Members of the Landmarks Preservation Commission on Tuesday announced they would formally consider establishing the districts in the neighborhood where existing city landmarks are few and far between.
“Sunset Park is a very special place — it really is unlike all of our other Brownstone districts,” said Commission Chairwoman Sarah Carroll. “This is something that is exciting as an area that doesn’t have a lot of landmarks.”
The agency’s decision to formally consider the districts came years after local preservationists with the so-called Sunset Park Landmarks Committee pushed the Commission to evaluate 22 neighborhood blocks for the designation back in March 2014.
That request led agency staffers to conduct their own survey of the neighborhood currently home to five individual landmarks, which resulted in the Commission identifying the four areas it may soon designate as historic districts. Those areas include:
• 44th Street between Fifth and Seventh avenues.
• 46th, 47th, and 48th streets between Fifth and Sixth avenues, plus the Sixth Avenue–facing blocks between 47th and 49th streets.
• 50th Street between Fourth and Fifth avenues.
• 54th, 55th, 56th, 57th, 58th, and 59th streets between Fourth and Fifth avenues.
City preservationists chose the four swathes because the buildings within them represent Sunset Park’s “primary periods of development and building typologies,” according to the Commission’s director of research, Kate Lemos McHale, who said the proposed districts “represent the best of Sunset Park.”

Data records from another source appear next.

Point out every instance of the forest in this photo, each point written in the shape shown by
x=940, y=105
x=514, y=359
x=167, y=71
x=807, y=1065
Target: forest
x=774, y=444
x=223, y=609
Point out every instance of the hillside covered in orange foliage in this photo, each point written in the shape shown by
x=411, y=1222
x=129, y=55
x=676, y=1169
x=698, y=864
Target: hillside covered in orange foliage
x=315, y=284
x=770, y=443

If all four are designated, the historic districts would preserve more than 500 buildings, which include a mix of wood, stone, and brick structures, as well as row houses built between the late 19th and early 20th centuries.
The Commission’s announcement followed its 11 members’ unanimous vote to calendar the historic-districts proposal — the first step in the formal designation process, which now requires setting a date for a public hearing where locals can weigh in on the plan.

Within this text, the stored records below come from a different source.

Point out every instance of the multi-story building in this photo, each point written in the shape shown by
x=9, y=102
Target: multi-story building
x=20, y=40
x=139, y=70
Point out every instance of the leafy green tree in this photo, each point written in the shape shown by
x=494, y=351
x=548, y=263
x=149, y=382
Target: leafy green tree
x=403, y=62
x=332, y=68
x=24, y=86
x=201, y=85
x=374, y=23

City law requires the Commission to designate historic districts within two years of a vote to calendar any proposed enclaves, according to spokeswoman Zodet Negron, who said the agency has yet to set a date for its hearing on the suggested Sunset Park districts.
Historic-designation status would landmark all of the properties within the four districts’ boundaries, requiring their’ owners to consult the commission before making any changes to the structures’ exteriors.
The local preservationists who initially pushed to establish a historic district in Sunset Park cheered the Commission’s decision, noting its quick approval of the scheme would go a long way towards preserving aesthetics in a neighborhood already experiencing a surge of development.
“Changes are happening so rapidly that if they were to wait, [these blocks] would be destroyed,” said Lynn Massimo, the vice chairwoman of the local Community Board 7’s Land Use and Landmarks Committee, who founded the Sunset Park Landmarks Committee with fellow residents Lynn Tondrick, Johanna Coxeter, and Rachel Carmean.